18 de fevereiro de 2020Informação, independência e credibilidade
Alagoas

Mais fraude: PF cumpre 48 mandados em Maceió e Arapiraca

Operação envolve também a CGU e o MPF e investiga desvios de recursos na prestação de serviços de órteses, próteses e materiais especiais

Uma operação desencadeada hoje pela manhã, pela Polícia Federal (PF), em conjunto com a Controladoria Geral da União (CGU) e o Ministério Público Federal (MPF), cumpre, neste momento, nas cidades de Maceió e Arapiraca, 32 mandados de busca e apreensão e 16 mandados de prisão (sendo 9 de caráter preventivo e 7 temporárias). Um dos alvos da operação foi a Secretaria de Estado da Saúde.

Chegada da PF na sede da Sesau / Foto: Ascom PF

Denominada “Dama da Lâmpada”, a operação investiga fraudes, desvios de recursos e corrupção de agentes públicos na prestação de serviços de Órtese, Prótese e Materiais Especiais (OPME) no Estado de Alagoas.
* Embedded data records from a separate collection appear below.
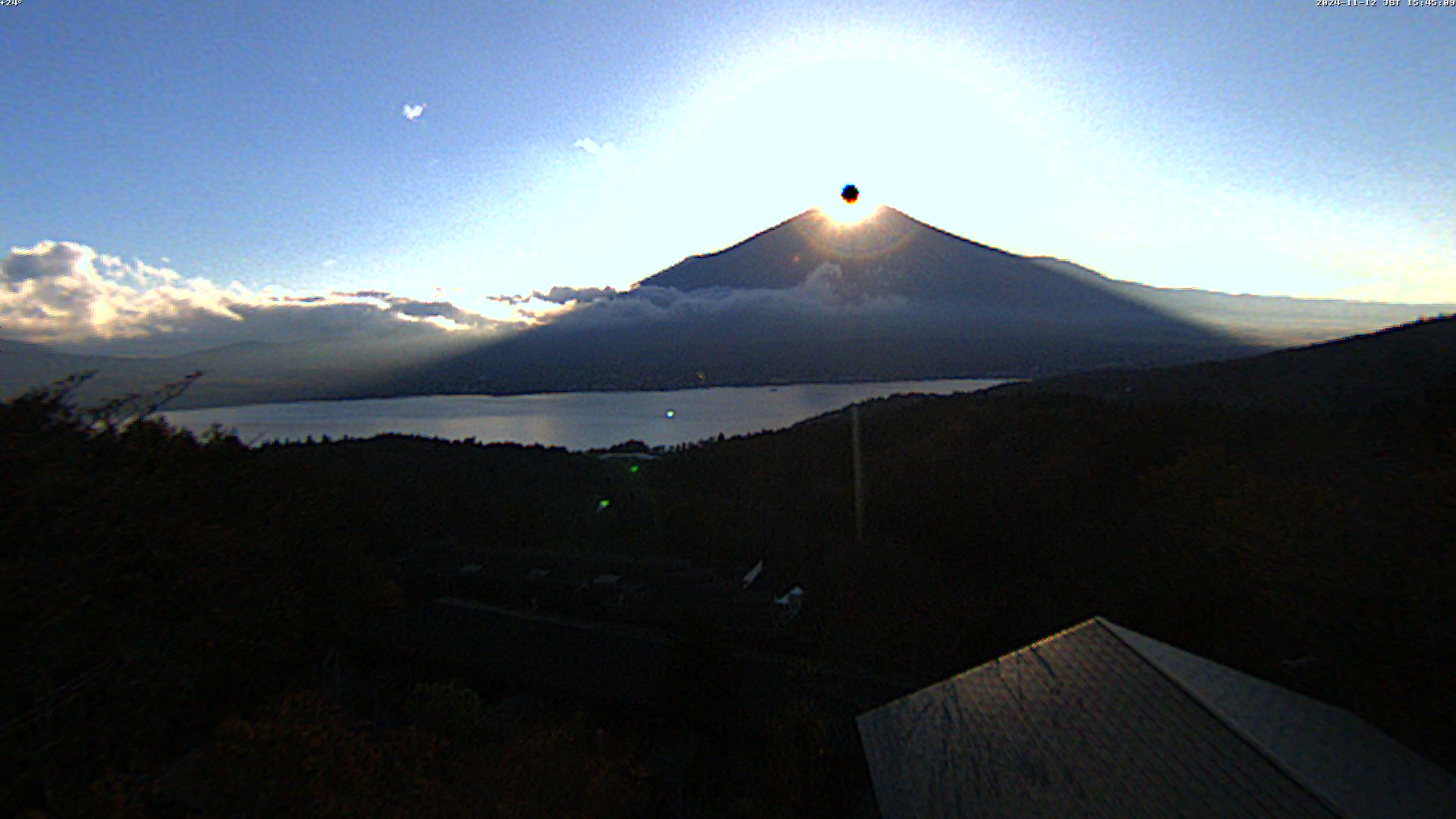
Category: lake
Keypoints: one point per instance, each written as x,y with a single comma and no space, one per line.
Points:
576,420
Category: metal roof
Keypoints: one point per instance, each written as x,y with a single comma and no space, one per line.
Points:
1104,722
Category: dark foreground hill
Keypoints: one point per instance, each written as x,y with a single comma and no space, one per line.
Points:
178,610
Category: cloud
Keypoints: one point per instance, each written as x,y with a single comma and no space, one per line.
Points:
560,295
826,293
67,293
603,150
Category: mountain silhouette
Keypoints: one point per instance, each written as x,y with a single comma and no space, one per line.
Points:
886,297
805,300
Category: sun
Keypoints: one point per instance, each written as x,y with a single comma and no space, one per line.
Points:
849,207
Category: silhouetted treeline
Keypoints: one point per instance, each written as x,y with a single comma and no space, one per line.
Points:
177,605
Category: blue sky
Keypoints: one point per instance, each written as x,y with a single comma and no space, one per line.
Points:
1270,148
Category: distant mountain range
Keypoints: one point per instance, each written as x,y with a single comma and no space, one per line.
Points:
805,300
889,297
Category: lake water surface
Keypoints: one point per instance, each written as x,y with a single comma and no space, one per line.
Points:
576,420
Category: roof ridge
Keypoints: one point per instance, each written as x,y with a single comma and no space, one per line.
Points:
1258,746
993,661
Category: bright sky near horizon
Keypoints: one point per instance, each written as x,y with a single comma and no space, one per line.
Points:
465,149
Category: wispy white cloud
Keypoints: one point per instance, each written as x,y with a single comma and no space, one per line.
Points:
67,293
601,150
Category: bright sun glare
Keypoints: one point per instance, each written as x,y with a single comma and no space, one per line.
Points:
849,209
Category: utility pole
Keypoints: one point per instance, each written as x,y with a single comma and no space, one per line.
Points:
859,475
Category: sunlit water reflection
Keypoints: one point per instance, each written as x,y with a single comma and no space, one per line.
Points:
576,420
De acordo com informação divulgada pela assessoria da Polícia Federal, há poucos instantes, as investigações foram iniciadas em maio e apontaram a movimentação de mais de R$ 30 milhões, nos últimos três anos, em benefício de uma entidade “sem fins lucrativos”, comandada por servidor público estadual, cujo nome ainda é mantido em sigilo.

Ainda segundo a PF, há indícios de monopolização dos serviços de OPME, na capital e região do agreste alagoano, com celebração de Termo de Colaboração direcionado à entidade, sem justificativa, pagamentos sem comprovação dos correspondentes serviços prestados, confusão patrimonial entre a entidade “sem fins lucrativos” e seus dirigentes, transferências injustificadas de recursos financeiros a servidores responsáveis pela avaliação e monitoramento dos serviços prestados constantes do Termo de Colaboração.

Ainda de acordo com o que foi informado à imprensa, pesquisas realizadas pela CGU demonstraram que os valores repassados à entidade investigada correspondem a mais de 1/3 do montante de recursos do Sistema Único de Saúde – SUS, aplicados no Estado de Alagoas, no exercício de 2018 em procedimentos órteses, próteses e materiais especiais.

A ação que visa desarticular organização criminosa que atua nesses serviços apura o cometimento dos crimes de Fraude à Licitação, Corrupção Ativa e Passiva, Peculato, Constituição de Organização Criminosa, Falsidade Ideológica, Prevaricação, Advocacia Administrativa e Lavagem de Dinheiro, cujas penas, somadas, podem variar entre 18 a 45 anos de cadeia, conforme o caso.

A Operação mobiliza 6 servidores da CGU, além de 100 policiais federais de 6 Estados brasileiros.